Schemes need better benchmarking to be able to assess value for money, according to panellists at the National Association of Pension Funds conference.
The panel said it was very challenging and expensive to get hands on the information at the moment.
BASF pension manager Lynne Rawcliffe said she would like some publically-available information to help trustee boards look at benchmarking as they prepare the first annual chair statements.
This information could be provided by the regulator, she said, "especially for trustees of small schemes that do not want to pay additional costs".
Under the new DC governance rules trustees are required to produce statements to assess and report on value for money, and compare their offering with what other schemes provide.
AB pension strategies group managing director Tim Banks (pictured) said trustees must look at the "true cost" of the default investment strategy but acknowledged how difficult it was to compare like for like.
There is also a need for much more transparency around investment performance, he added. "We need more transparency and have better benchmarking that is then down to each scheme to decide what their setting value is."
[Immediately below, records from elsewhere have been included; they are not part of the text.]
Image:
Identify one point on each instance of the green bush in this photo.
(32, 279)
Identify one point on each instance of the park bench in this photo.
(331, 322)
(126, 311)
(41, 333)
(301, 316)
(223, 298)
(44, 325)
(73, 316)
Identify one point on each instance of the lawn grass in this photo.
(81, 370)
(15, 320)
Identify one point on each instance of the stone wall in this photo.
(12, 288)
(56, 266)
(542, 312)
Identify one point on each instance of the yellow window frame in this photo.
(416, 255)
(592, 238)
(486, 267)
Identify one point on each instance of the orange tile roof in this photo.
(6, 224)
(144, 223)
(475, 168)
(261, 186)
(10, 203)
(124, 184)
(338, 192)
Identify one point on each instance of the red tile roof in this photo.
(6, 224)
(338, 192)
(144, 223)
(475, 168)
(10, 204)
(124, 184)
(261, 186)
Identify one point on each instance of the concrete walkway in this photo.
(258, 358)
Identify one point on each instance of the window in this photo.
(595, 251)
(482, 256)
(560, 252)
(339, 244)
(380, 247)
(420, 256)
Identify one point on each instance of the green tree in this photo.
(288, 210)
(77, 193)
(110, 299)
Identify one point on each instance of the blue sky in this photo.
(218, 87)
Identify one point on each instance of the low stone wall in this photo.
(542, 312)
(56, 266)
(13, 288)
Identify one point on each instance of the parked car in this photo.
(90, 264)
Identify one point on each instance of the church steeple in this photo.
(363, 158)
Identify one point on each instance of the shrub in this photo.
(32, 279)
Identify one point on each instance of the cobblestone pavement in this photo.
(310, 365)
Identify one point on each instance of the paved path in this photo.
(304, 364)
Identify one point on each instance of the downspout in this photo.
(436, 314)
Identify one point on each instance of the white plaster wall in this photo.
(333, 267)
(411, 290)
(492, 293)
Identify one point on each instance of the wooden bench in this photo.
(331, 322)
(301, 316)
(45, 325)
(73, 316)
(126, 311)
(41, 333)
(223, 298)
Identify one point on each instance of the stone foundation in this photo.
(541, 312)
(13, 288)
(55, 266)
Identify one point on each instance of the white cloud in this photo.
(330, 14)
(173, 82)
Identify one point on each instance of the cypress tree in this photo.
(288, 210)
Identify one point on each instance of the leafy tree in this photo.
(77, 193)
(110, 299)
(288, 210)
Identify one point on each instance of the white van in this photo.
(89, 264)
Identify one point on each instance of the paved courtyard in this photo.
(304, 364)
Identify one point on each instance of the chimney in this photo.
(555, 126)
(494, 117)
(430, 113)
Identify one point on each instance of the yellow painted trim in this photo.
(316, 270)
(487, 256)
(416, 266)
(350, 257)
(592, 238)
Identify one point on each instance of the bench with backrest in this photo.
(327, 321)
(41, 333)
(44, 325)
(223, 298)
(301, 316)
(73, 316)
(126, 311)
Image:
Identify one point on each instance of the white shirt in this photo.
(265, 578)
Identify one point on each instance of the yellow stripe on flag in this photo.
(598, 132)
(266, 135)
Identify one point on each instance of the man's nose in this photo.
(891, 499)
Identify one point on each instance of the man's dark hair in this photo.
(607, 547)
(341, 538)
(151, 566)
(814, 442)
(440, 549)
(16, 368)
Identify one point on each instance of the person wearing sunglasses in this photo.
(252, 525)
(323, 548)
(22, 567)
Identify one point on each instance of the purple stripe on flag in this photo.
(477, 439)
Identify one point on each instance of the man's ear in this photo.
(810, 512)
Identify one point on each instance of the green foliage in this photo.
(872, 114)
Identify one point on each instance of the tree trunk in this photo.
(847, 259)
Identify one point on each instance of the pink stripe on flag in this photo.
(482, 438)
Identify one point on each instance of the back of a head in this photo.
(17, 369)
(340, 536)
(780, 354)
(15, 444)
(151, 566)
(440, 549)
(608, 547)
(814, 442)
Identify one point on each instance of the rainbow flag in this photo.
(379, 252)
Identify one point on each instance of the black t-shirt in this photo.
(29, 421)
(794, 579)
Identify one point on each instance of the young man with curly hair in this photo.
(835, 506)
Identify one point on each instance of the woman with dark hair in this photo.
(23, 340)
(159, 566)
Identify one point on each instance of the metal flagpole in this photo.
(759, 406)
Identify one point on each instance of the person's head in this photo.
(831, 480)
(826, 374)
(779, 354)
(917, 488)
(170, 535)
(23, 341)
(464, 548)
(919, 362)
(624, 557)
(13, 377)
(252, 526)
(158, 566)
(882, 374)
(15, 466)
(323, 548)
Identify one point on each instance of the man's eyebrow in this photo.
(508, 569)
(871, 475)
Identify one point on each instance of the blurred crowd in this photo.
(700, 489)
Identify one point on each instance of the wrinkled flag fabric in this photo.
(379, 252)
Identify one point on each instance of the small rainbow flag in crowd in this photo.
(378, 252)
BlueSky chief executive officer Paul Bannister said trustees themselves should be more transparent about what they are doing and how it affected members.
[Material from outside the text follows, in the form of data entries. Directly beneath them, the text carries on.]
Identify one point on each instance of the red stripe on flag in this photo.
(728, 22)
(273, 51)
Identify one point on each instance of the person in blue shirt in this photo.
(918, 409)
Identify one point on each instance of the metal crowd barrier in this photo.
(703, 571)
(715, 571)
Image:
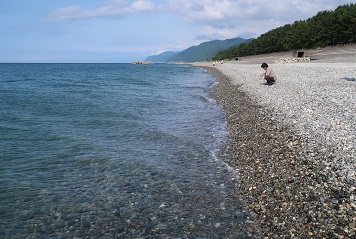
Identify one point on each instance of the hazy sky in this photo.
(126, 31)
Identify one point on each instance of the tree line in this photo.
(326, 28)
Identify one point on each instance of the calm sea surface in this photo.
(113, 151)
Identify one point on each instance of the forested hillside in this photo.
(327, 28)
(203, 52)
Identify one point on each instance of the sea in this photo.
(114, 151)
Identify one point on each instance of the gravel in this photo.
(293, 144)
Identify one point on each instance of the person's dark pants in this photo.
(270, 80)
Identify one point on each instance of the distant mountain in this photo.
(163, 57)
(203, 52)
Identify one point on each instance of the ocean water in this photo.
(114, 151)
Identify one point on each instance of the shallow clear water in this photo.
(113, 151)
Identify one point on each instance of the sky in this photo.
(122, 31)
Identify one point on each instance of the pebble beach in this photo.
(293, 144)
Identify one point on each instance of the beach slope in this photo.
(293, 143)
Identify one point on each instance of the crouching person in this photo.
(270, 75)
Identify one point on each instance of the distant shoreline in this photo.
(293, 143)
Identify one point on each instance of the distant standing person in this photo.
(270, 75)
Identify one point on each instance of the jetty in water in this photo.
(142, 62)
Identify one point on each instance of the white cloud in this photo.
(112, 9)
(231, 18)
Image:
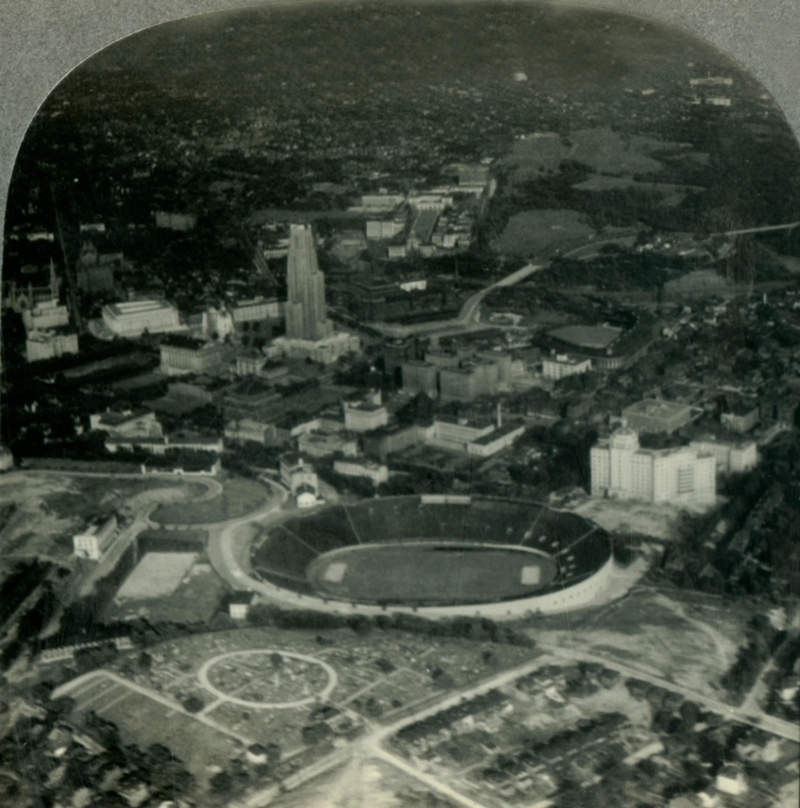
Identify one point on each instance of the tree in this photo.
(193, 704)
(221, 783)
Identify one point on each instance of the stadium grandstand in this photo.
(431, 551)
He said of BlueSky - a multi-employer master trust: "We're shaking up our trustee board from the beginning - making them be more aware and be more transparent as well. A lot of trustee boards have let DC [defined contribution] trickle along for a long, long time."
The panel also discussed how the investment strategy in DC can often be scrimped on to save on costs. For example in a bundled solution the investment charge may be just a small proportion of the overall cost to the member.
Banks said he does not think cheap is bad but that investment in DC should be treated as frontline services that would effectively be ring-fenced somehow.
"How do we actually know what's being spent [on the investment strategy]? Because a lot of the time the charge may be less than 10% of the overall charge to the member. I think if you explained to member that the key thing which influences their outcome is less than 10% of the charge spent on them, they'd probably be shocked and even a bit horrified."
He urged schemes to act now given that default funds will "define ultimately whether the DC model is successful or not in the UK".